June 21, 2019

Statistics

Initial Target
Start
End
Storm Intercepts
Tornadoes
Hail
Wind
Features
Miles
Abilene, KS
Lincoln, NE 11:47 AM 6/21/2019
Topeka, KS 12:06 AM 6/22/2019
Centralia, KS
0
0"
0 mph
Wall Cloud
345

Summary

Long shot triple point play in far northeast Kansas. Loitered in Abilene until racing northeast through Manhattan for tornado warned cell. Intercepted near Centralia noting developing wall cloud. Chased until dark noting little further development.

Crew and Equipment

Chase partners: Jennifer Brindley Ubl, Anton Seimon, Tracie Seimon, Hank Schyma. Equipment: Sony AX100.

Video

Map

Details

From my morning chasecast storm chasing email forecast discussion:

"Day 1 Today: Down day.

::pushes plug back into outlet:: ...just kidding. So, yeah. Interesting nail biter setup today. All targets have their merits and pitfalls.

Low risk of storm bust, low payout: Chase north central NE into central SD. Similar setup totheprevious two days with a narrow, modest to moderate instability axis and some decent midlevel flow. Surface winds look light and variable ahead of storms, with forcing coming from a cold front that pushes storms along. Supercells likely, a tornado could happen but would like to see better surface flow. If something can go up closer to the warm front on the east side of the target.
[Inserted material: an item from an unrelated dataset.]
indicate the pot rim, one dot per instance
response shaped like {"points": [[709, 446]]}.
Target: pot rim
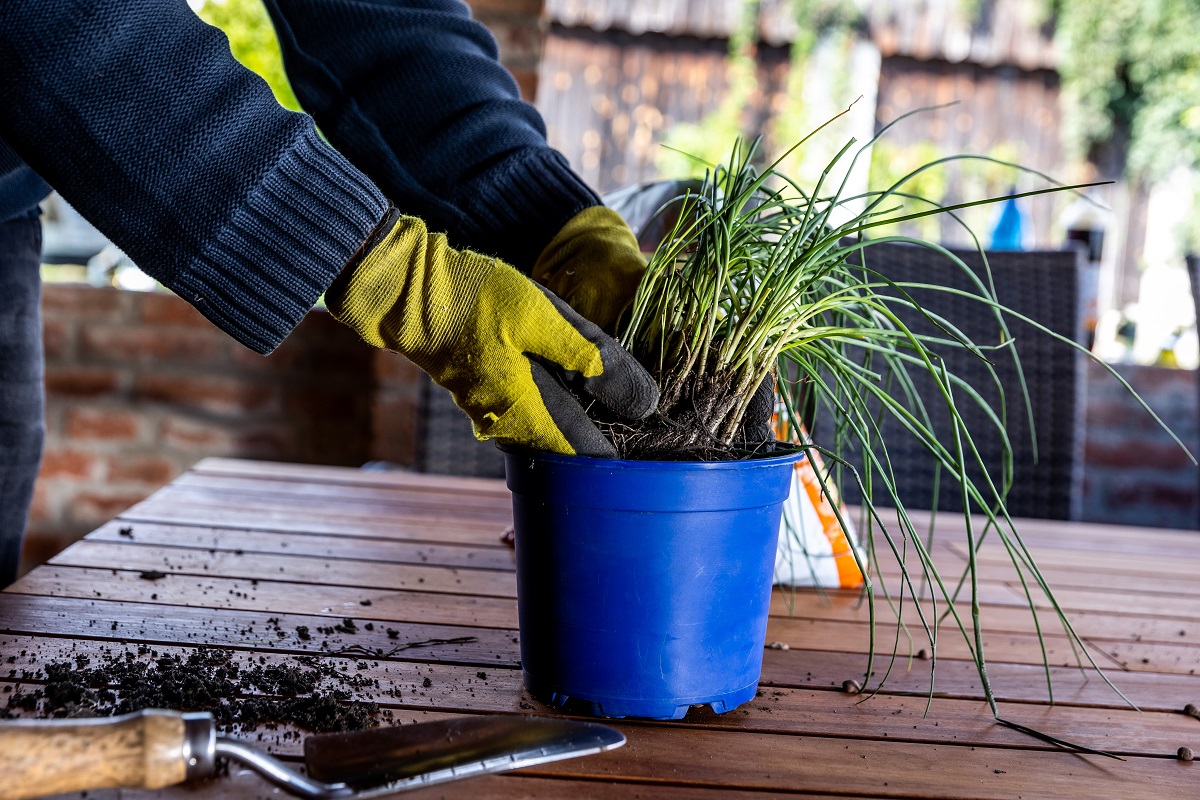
{"points": [[791, 452]]}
NIce tornado up in Minnesota yesterday that went up way on the northeast side of the instability axis on the warm front.

Let's raise the stakes: Chase Colorado. Get there early and get west! The cold front is forecast to come crashing in from the north to rain on your parade. The High Plains to the east look badly capped. Upslope flow is still forecast to initiate a couple supercells near Fort Collins and the Denver Airport. Get on these as they go up, before one of the two mentioned problems above smokes them. Don't mozy in by late afternoon expecting this thing to truck along to the Kansas border happily surface based. You could get a tornado, but all of the 0-3km CAPE I'm seeing is pooled near the foothills or along the I-25 corridor. Narrow window of opportunity for the tornado. Structure might be in the bag for this target though, so if that's your bag, definitely go here.

Go for broke: Salina on the dryline/occluded/outflow boundary triple point. 700mb temps are roasty. Sources of forcing are thin. CAMs do not fire storms. < 2% from SPC. You risk an almost certain cap bust at this target. Almost. Lid strength per Earl is opening at 21z, it's wide open at 0z, and stays open at 3z. Inhibition on the nose of the elongated low nearish Salina eroding by late afternoon. Perhaps convective temps is reached to the south, there's some lift on the nose of the low or just to the west on the occluded/cold front ish type boundary. There's also a hint of a midlevel impulse nosing in at 0z. A storm that fires in this environment by early evening has the potential to become a monster, monster supercell. With extreme instability and the directional shear on the warm front, a violent tornado is possible... remotely possible. Again, a cap bust is very likely here. Hence the vote of no confidence from SPC and not even a 2%. You are all in or bust here."
Brindley and I had been out for a few days at this point, but the whole team, including Anton, Tracie, and Hank converged a long shot high risk of bust high reward gamble in northeast Kansas.
Our initally ignored target was upgraded to 5% on the last outlook of the day.

Tornado Warning
5 miles SSW of Centralia, KS
7:56 PM
Low, hazy bases went up at night fall and I feared it was just in response to the boundary layer cooling and no significant tornado potential would result. But the storm continued to organize and picked up a tornado warning that got us scrambling to get close.
A decent wall cloud developed near us, but didn't last very long and this is about all managed to pull out of the day.
We chased the storm until after dark, finally coming in behind a rain wrapped hook. Brindley and I paused to let the storm cross the road first before trying to get a peek in the last of the remaining light. It looked creepy, but there was no tornado show to be had.

Conclusion

For what started as a less than 2% day, the wall cloud we caught was a feat. Still, we were playing long odds for a big score and this chase turned out to be pretty lackluster, so gets chalked up as a bust. Our first chase together since the huge Tipton day, we learned the dream team playing secret sauce magic parameters can't always win.